Harrold Bessel menyebutkan kalau seks hanya unsur sekerup kecil dalam mesin perkawinan yang besar. Dalam romantic attraction (anasir dari passion) terkandung dua unsur, yakni affection dan satunya lagi seks. Jadi seks sebetulnya kecil saja perannya, namun kalau seks didahulukan, melebihi passion dan intimacy, itu yang bikin perkawinan terancam gagal, atau tidak happy. Lain dari itu, sekarang semakin terungkap kalau cinta sendiri sesungguhnya proses kimiawi di otak kata Hellen Fisher.

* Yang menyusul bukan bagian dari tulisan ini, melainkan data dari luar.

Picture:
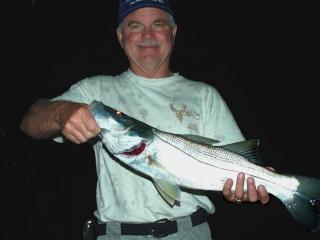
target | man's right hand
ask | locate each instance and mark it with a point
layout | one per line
(77, 124)
(46, 119)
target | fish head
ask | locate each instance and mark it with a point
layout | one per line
(120, 133)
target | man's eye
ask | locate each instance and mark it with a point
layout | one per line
(135, 26)
(158, 25)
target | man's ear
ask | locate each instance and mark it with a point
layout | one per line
(120, 36)
(174, 33)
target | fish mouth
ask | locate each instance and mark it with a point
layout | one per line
(136, 150)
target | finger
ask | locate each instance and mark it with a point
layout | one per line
(239, 186)
(271, 168)
(252, 194)
(91, 126)
(263, 194)
(75, 136)
(227, 193)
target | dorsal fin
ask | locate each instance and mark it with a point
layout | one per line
(247, 149)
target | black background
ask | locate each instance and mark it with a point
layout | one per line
(262, 58)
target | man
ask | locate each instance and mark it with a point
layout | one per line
(128, 204)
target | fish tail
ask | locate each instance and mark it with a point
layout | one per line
(301, 203)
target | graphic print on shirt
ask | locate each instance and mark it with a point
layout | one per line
(188, 117)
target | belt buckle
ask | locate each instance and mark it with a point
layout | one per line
(155, 230)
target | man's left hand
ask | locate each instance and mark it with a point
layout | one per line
(253, 193)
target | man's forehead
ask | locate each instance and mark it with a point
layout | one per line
(149, 13)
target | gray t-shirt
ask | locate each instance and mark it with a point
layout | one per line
(173, 104)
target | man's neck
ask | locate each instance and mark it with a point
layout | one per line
(155, 73)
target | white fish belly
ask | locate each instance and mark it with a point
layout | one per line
(190, 172)
(210, 171)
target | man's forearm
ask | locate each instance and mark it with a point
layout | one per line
(42, 119)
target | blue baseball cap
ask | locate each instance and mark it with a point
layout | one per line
(128, 6)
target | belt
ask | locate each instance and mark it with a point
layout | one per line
(160, 228)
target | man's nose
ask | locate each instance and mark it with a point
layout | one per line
(148, 33)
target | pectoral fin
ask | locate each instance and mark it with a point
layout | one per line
(200, 139)
(171, 193)
(248, 149)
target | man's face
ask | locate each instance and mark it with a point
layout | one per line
(147, 39)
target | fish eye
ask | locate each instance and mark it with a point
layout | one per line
(119, 114)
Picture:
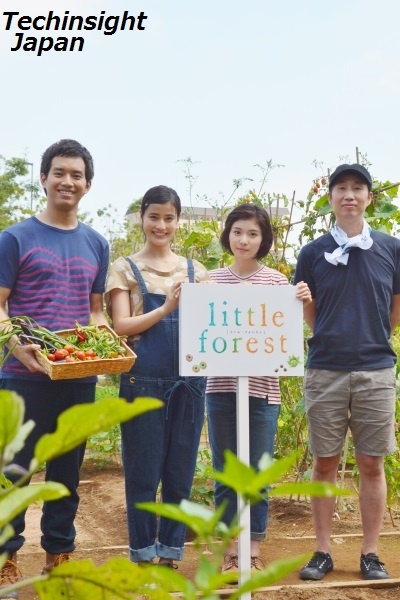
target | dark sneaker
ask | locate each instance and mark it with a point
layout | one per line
(372, 568)
(166, 562)
(9, 574)
(317, 567)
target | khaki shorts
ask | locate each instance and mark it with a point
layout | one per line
(361, 400)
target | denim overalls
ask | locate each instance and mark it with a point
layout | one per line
(160, 445)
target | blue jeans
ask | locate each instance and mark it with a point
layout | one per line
(160, 445)
(221, 412)
(44, 402)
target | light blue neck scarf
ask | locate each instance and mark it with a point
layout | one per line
(340, 256)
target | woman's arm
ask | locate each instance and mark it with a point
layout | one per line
(126, 324)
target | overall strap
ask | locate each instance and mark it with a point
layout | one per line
(138, 275)
(190, 270)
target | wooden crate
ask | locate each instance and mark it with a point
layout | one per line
(87, 368)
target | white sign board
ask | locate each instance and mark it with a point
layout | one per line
(240, 330)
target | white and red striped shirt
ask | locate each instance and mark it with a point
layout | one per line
(260, 387)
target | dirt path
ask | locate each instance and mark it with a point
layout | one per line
(102, 534)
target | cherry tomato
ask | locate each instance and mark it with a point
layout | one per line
(60, 354)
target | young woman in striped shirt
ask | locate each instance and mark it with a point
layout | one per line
(248, 237)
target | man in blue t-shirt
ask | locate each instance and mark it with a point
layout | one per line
(53, 269)
(354, 276)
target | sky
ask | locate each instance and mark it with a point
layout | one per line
(228, 83)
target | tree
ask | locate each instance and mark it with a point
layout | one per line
(15, 191)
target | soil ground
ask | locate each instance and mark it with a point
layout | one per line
(102, 534)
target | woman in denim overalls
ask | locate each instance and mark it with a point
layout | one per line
(160, 445)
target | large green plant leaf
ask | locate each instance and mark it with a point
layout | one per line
(118, 578)
(78, 423)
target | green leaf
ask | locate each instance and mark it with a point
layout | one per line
(12, 412)
(79, 422)
(203, 521)
(118, 578)
(18, 442)
(18, 499)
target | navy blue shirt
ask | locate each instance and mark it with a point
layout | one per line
(51, 273)
(352, 325)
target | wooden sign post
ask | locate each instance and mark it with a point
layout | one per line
(241, 331)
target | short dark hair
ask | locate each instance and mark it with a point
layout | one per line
(67, 148)
(246, 212)
(161, 194)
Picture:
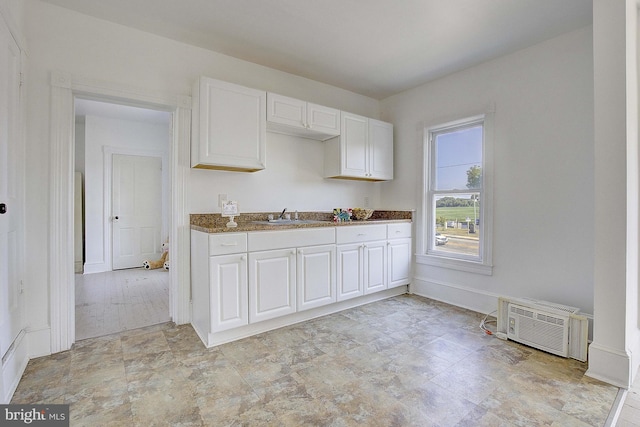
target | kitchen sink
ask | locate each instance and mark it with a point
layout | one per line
(289, 221)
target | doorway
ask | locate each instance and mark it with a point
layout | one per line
(121, 154)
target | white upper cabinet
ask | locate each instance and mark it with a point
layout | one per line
(363, 151)
(228, 126)
(299, 118)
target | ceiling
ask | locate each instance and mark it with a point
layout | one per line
(375, 48)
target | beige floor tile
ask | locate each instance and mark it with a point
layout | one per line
(404, 361)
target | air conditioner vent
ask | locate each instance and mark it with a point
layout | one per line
(551, 327)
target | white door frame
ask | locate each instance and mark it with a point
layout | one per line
(108, 153)
(64, 88)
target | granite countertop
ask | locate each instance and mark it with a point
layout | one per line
(215, 223)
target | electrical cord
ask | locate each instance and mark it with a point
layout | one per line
(484, 322)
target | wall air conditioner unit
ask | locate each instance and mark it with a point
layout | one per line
(550, 327)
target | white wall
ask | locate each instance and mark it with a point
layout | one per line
(125, 137)
(543, 243)
(59, 39)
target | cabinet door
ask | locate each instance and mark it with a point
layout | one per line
(350, 274)
(316, 271)
(380, 150)
(399, 262)
(229, 292)
(272, 284)
(375, 267)
(286, 111)
(323, 119)
(354, 141)
(229, 127)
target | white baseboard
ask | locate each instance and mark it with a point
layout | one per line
(14, 363)
(100, 267)
(39, 340)
(460, 296)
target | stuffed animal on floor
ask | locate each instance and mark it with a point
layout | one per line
(165, 250)
(163, 262)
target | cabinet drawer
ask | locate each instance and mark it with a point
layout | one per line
(227, 243)
(397, 231)
(361, 233)
(267, 240)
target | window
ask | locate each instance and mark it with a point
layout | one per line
(457, 198)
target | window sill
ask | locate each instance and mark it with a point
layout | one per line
(455, 264)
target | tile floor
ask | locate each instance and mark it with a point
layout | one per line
(403, 361)
(630, 414)
(116, 301)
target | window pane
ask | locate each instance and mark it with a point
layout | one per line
(457, 224)
(458, 159)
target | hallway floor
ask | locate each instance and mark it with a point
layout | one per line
(116, 301)
(403, 361)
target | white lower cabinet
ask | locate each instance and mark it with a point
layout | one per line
(316, 278)
(350, 271)
(239, 280)
(219, 289)
(399, 253)
(361, 260)
(375, 267)
(399, 262)
(228, 293)
(272, 284)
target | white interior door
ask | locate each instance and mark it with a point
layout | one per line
(10, 193)
(136, 209)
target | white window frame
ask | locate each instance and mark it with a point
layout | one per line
(427, 253)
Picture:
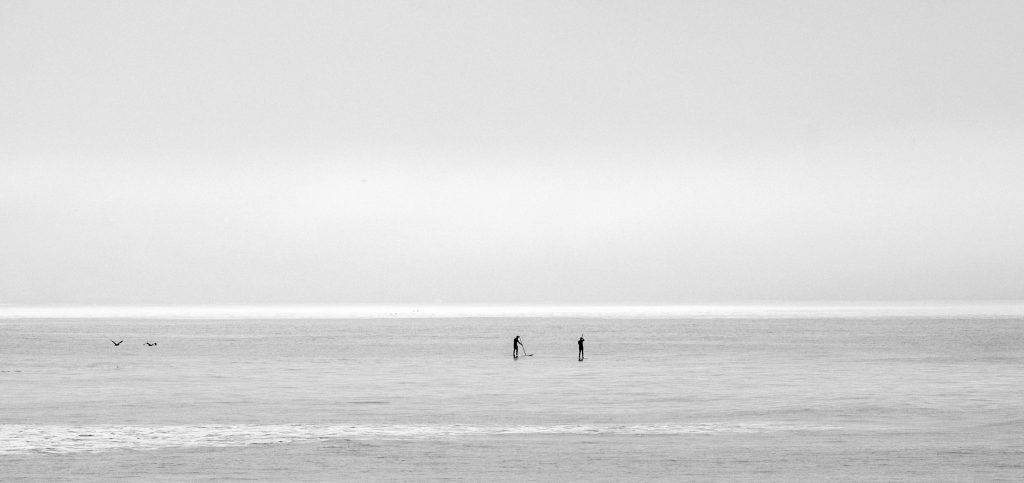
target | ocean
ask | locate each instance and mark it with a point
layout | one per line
(785, 397)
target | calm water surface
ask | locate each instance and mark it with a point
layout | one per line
(421, 399)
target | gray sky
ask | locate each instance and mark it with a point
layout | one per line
(510, 152)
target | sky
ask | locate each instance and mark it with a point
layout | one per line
(590, 152)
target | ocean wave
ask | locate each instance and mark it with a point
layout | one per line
(20, 439)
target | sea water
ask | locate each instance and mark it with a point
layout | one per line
(705, 398)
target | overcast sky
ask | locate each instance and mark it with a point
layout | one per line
(510, 152)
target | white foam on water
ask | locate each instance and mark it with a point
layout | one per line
(22, 439)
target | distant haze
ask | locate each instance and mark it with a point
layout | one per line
(510, 152)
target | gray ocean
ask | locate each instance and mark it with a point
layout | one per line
(732, 399)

Saat orang jatuh cinta unsur kimiawi neurotransmitter dopamine otak meningkat, dan nuerotransmitter serotonin otak menurun. Kalau otak dilakukan MRI pada saat orang jatuh cinta akan terdeteksi betul ada perubahan kimiawi otak di bagian otak tertentu, yakni ventral tegmental dan nucleus caudatus. Jadi orang tidak bisa menggombal jatuh cinta, bawa saja dia ke rumah sakit, periksa MRI otaknya, di situ dibuktikan betulkah jatuh cintanya, ujar Prof Donatello Marazitti.

Terungkap pula kalau gejala jatuh cinta persis sama dengan orang yang mengalami gangguan jiwa obsessive-compulsive. Mulai terpikirkan sekarang, kalau ada calon mertua yang tidak setuju anaknya saling jatuh cinta, bisa diberikan obat anti untuk obsessive-compulsive-nya untuk menggagalkan proses jatuh cintanya. Berarti jatuh cinta itu sangat terukur dan matematis, yang dulu kita kira di awang-awang. Mohon koreksi kalau saya keliru atau membuat Anda jadi malah bingung.

Soal menjadi setia tidaknya orang yang sudah mengaku cinta juga kini kedapatan bersifat matematis dengan ditemukannya hormon kesetiaan di otak. Tikus gurun hanya memilih satu pasangan seks sepanjang hayatnya, belakangan terbukti karena oxytocin dalam darahnya tetap tinggi. Hormon ini yang berpengaruh terhadap kesetiaan cinta. Maka perlu mempertahankan hormon ini dalam darah kalau berharap pasangan kita setia.